Madre biologica accetta il prelievo del sangue. Si apre una speranza di guarigione per Daniela Molinari

La donna, che aveva abbandonato la figlia alla nascita, aveva rifiutato. In seguito agli appelli e all'aiuto del personale del Tribunale dei Minori di Milano, si è convinta. Ora si può procedere con la mappatura genetica

Alla fine la madre di Daniela Molinari ha ceduto, e ha detto di sì all'esame che potrebbe permettere alla figlia biologica di trovare una nuova cura per la sua malattia oncologica grazie alla mappatura del Dna.

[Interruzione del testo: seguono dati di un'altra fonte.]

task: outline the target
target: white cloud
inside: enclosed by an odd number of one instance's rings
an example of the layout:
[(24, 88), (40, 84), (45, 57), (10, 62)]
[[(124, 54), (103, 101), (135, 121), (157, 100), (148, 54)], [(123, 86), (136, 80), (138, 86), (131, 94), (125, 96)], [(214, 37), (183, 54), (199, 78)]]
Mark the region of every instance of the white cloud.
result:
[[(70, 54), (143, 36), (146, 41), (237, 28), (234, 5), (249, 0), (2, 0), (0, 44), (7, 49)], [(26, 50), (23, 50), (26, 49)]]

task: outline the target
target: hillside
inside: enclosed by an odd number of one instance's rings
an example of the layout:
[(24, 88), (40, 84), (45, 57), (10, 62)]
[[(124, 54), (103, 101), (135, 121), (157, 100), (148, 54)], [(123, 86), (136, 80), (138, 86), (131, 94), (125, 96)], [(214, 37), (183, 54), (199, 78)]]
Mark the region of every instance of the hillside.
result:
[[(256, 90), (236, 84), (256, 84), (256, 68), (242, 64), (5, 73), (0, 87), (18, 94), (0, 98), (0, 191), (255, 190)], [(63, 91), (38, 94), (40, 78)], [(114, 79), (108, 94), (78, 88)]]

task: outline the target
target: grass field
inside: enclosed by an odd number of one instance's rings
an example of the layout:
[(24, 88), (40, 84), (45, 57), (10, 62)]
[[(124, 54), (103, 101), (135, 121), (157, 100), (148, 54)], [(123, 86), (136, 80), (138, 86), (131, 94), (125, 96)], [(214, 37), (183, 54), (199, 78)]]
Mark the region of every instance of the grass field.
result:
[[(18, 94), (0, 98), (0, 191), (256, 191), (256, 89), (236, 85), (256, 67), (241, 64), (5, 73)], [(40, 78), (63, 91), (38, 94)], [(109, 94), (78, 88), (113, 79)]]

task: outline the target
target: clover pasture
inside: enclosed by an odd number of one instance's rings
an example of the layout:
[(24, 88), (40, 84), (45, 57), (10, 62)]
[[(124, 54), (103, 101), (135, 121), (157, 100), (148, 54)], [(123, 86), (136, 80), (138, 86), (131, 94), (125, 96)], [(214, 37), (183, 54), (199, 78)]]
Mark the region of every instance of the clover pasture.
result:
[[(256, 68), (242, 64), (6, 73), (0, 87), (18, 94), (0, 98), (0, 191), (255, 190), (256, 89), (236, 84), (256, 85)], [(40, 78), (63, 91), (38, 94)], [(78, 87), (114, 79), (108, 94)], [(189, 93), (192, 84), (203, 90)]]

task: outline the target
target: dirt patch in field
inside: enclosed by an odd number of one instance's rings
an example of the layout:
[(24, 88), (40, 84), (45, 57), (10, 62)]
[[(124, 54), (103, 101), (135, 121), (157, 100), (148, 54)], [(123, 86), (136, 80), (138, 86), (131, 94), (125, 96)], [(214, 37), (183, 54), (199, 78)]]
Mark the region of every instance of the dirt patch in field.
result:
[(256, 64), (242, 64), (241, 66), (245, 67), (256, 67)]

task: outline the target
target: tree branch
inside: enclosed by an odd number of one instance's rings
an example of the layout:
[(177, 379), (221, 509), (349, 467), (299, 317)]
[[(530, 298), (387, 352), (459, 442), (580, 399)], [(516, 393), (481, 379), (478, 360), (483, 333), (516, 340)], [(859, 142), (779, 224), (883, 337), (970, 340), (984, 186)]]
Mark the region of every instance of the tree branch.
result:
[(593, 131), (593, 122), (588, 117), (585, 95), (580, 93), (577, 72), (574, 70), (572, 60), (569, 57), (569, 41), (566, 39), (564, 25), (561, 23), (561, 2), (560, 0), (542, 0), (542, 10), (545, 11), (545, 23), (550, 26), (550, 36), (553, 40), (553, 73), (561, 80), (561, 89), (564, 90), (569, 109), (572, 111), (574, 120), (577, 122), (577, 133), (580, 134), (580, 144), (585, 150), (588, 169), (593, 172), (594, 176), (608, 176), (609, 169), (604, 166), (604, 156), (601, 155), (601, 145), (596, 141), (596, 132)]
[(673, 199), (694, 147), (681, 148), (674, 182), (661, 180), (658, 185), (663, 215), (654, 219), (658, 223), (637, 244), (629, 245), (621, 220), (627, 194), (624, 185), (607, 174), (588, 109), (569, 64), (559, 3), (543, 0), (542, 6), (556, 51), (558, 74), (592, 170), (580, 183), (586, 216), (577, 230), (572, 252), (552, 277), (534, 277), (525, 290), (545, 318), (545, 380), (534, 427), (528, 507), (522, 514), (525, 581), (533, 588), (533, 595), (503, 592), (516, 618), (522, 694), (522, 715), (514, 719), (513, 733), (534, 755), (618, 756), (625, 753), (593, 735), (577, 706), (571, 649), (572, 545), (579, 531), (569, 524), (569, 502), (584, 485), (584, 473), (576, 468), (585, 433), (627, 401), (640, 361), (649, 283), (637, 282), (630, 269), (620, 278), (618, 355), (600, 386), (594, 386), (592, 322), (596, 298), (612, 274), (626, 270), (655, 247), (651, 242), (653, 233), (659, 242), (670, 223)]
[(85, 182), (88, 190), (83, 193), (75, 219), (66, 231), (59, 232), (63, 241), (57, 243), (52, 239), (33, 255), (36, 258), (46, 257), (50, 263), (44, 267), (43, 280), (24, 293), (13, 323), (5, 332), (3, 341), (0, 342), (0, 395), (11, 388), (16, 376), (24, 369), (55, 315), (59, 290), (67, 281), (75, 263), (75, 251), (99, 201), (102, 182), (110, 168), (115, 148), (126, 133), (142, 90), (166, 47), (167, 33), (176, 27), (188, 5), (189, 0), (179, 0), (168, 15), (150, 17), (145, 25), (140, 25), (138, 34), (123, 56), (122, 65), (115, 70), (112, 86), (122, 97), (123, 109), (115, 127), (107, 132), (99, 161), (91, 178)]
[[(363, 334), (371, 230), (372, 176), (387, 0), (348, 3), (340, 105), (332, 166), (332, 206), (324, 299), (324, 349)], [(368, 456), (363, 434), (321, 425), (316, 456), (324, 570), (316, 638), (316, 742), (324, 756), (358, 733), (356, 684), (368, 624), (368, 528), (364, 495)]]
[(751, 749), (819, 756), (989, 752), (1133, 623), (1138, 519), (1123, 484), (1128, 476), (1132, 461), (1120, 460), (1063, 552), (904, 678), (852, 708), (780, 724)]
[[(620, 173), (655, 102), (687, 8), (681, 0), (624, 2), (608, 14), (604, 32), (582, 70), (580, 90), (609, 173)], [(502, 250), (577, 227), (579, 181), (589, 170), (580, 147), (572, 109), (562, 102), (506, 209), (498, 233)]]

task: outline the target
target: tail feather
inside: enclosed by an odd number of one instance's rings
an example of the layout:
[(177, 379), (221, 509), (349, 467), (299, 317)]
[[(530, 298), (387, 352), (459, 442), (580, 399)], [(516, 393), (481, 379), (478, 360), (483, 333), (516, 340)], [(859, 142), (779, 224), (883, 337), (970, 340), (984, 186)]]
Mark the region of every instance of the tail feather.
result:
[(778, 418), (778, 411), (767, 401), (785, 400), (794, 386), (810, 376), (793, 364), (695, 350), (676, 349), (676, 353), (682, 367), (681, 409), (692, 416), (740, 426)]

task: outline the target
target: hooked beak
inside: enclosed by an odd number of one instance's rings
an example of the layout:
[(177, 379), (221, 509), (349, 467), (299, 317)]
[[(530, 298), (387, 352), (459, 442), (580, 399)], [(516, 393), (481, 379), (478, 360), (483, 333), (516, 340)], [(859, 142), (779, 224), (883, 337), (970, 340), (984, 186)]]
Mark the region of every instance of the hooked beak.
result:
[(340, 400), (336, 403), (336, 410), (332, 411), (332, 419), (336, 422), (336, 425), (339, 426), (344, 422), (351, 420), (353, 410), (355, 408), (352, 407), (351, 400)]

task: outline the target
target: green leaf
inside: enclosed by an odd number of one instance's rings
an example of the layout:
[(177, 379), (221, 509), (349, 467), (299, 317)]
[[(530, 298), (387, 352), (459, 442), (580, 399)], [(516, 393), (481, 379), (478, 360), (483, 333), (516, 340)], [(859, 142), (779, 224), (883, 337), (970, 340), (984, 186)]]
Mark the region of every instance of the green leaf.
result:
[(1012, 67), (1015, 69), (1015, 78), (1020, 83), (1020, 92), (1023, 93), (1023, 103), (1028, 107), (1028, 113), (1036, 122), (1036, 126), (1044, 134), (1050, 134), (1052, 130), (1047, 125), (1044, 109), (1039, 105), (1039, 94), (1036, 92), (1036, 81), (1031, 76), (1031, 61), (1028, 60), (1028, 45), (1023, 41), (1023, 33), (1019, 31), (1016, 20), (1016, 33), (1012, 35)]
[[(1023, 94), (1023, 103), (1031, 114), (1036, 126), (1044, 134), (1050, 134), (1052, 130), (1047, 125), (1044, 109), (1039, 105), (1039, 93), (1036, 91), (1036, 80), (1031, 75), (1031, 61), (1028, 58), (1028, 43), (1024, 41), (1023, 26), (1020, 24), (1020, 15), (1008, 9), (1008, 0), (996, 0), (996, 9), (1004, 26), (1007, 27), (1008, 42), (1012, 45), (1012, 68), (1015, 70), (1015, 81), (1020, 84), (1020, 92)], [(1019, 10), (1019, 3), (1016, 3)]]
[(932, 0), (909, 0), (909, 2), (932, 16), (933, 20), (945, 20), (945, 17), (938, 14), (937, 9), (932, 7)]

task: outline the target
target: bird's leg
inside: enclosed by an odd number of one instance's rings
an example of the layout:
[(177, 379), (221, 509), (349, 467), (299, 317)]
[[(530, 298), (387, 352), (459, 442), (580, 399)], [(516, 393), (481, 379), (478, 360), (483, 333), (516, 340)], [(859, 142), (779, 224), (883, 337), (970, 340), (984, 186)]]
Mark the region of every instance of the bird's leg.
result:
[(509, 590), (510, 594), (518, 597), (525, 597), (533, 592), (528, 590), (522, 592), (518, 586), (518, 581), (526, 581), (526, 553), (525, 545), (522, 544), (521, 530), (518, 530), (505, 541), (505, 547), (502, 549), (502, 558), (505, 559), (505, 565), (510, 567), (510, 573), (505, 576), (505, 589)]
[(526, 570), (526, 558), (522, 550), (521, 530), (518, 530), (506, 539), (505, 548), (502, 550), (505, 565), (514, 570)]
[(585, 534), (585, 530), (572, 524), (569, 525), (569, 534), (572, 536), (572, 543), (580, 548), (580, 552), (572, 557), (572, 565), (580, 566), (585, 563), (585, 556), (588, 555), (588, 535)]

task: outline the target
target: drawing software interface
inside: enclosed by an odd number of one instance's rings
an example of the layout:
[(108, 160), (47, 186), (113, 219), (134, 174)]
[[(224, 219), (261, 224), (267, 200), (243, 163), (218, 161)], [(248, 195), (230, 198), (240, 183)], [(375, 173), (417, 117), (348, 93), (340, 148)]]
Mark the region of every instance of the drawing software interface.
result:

Come riportano oggi alcuni quotidiani, Daniela Molinari, figlia biologica della donna comasca, e nata a Como, ha ora una nuova speranza. Senza il Dna della mamma, che partorì a 19 anni nell’ospedale comasco Sant’Anna, rinunciando da subito alla piccola, le cure non sarebbero potute cominciare. 

Per convincere la donna, ora 70enne, (che ha avuto altri figli ed è nonna) ha scritto lettere aperte, ha partecipato a trasmissioni tv e ha interessato il Tribunale dei Minori di Milano. La madre è stata poi convinta dopo diversi colloqui con gli psicologi del Tribunale che le hanno garantito il rispetto assoluto dell'anonimato. «Abbiamo assicurato una risposta rapidissima» dicono dal Tribunale.

Daniela Molinari oggi ha due figli e fa l'infermeria. È cresciuta con l'aiuto e l'educazione di una famiglia adottiva. Fino alla notizia della malattia non aveva mai aveva puntato il dito contro la madre biologica. Ma quando ha scoperto di avere un cancro si è trovata costretta a chiedere il suo aiuto, pur facendo presente di non voler conoscere la madre né di chiederle nulla salvo quel piccolo prelievo. Ma la madre si era rifiutata di sottoporsi a qualunque indagine perché era troppo doloroso ricordare quel periodo della sua vita, e le circostanze - a quanto pare drammatiche - che l'avevano portata quando era giovanissima ad affidare la bimba alle suore di un orfanotrofio di Como. 

Al rifiuto della donna, la 47enne le aveva scritto una lettera, pubblicata sulle pagine di un qutotidiano locale. «Mi chiedo come tu ti addormenti la sera come fai a vivere sapendo che hai negato senza possibilità di ripensamento la cosa che ti è stata chiesta: un prelievo di sangue in totale anonimato, organizzato secondo le tue regole e la tua volontà, che non andrebbe a cambiare nulla della tua situazione di vita attuale perché nessuno saprebbe, e che a me invece consentirebbe di far crescere la mia bambina che ha solo nove anni e ha il diritto di avere al proprio fianco la sua mamma. Da quando ero bambina ti ho sempre difesa dicendo che ti ero comunque grata perché avevi fatto la scelta di donarmi la vita. Ma ora mi hai spiazzata emotivamente, mi stai togliendo consapevolmente e lucidamente la stessa vita che avevi allora deciso di donarmi. Spero ancora che tu possa ripensare alla tua decisione, il Tribunale è pronto comunque in caso ad aiutarti».  Ora la svolta e l’inizio di un nuovo percorso che, si spera, possa aiutare Daniela a guarire.